# Strategies for codon_mimic and dinu_to

The implementation of the mutation functions in the SynMut package were briefly described in the help documents of the functions, which can be accessed by ?codon_random or help("codon_random"). In this part I will introduce our logic behind the optimization problems in codon_mimic and dinu_to.

### Function codon_mimic

The codon usage bias generally refers to the difference in the relative usage of synonymous codons. To mimic a target codon usage bias equals to minimizing the difference of the relative synonymous codon frequency between the current and target DNA sequences.

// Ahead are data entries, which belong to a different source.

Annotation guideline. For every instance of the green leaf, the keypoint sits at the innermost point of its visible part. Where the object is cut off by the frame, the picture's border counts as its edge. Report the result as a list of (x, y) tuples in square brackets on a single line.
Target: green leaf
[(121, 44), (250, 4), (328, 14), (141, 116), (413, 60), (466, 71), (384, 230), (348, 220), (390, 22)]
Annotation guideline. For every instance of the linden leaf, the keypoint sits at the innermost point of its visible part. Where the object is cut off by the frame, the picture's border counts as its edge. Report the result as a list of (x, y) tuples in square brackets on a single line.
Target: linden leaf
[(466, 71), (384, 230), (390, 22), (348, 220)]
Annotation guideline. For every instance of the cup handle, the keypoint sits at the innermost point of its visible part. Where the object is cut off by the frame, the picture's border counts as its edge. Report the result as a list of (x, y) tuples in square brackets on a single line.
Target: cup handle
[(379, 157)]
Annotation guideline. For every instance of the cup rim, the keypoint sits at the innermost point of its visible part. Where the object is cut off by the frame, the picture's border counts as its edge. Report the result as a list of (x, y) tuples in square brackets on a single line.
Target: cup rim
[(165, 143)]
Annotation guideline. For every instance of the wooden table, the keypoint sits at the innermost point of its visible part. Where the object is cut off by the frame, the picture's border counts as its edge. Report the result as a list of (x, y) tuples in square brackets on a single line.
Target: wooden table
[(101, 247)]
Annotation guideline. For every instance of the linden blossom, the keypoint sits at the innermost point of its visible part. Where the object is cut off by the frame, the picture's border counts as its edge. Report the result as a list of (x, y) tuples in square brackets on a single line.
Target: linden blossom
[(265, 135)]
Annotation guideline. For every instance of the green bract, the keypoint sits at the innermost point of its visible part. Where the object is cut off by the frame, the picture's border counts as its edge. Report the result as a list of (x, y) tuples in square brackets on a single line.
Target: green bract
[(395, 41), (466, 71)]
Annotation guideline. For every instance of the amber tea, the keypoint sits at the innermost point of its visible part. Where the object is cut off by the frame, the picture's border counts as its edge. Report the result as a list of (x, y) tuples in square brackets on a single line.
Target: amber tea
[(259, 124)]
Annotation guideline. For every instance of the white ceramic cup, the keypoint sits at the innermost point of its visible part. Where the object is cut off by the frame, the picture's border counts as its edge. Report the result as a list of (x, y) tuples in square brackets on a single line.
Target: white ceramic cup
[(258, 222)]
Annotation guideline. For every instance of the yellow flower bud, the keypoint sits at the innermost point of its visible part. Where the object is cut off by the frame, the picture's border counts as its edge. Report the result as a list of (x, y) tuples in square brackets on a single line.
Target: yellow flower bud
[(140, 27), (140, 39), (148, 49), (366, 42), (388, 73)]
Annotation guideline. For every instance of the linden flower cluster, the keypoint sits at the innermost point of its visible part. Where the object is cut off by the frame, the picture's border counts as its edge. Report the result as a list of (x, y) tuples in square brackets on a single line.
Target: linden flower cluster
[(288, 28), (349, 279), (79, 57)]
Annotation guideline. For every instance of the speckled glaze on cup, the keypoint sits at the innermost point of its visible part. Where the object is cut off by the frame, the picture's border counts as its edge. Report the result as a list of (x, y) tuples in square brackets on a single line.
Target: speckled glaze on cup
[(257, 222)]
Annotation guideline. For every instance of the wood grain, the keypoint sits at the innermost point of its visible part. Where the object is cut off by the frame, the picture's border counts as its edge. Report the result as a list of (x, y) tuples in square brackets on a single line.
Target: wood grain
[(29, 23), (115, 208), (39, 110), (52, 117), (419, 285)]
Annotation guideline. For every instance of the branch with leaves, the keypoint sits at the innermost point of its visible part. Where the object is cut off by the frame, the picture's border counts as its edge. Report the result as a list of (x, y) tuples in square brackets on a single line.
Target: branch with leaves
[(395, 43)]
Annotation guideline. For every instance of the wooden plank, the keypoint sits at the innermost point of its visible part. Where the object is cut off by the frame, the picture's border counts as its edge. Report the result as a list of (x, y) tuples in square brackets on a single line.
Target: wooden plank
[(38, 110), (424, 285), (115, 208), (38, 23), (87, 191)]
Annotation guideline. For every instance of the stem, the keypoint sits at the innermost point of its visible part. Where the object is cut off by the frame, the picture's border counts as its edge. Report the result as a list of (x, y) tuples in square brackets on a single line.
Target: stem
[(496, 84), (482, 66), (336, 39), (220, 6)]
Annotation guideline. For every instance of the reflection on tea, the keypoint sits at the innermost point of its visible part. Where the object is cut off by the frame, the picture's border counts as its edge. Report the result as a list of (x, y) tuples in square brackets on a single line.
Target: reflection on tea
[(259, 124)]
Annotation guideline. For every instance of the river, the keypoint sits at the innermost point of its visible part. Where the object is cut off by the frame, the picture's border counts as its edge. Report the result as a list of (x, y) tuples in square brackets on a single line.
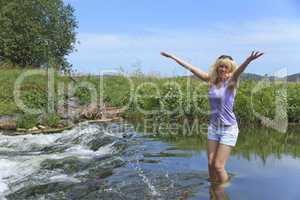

Codon usage mimicking is straightforward when the whole sequence is mutable: for all the synonymous codons in the whole sequence, we re-arrange their relative weights to the target. For example, There is a total of 100 codons (AAA or AAG) coding for Lysine in the original sequence, and the relative frequency of these synonymous codons in the target sequence is AAA : AAG = 1 : 3, then the desired number of codon AAA and AAG in the mutant sequence would be 25 and 75 respectively. These 25 AAA and 75 AAG codons will be randomly assigned back to their original codon positions. This process will iterate through all the synonymous codon sets, and finally forming a mutant sequence mimicking the target codon usage.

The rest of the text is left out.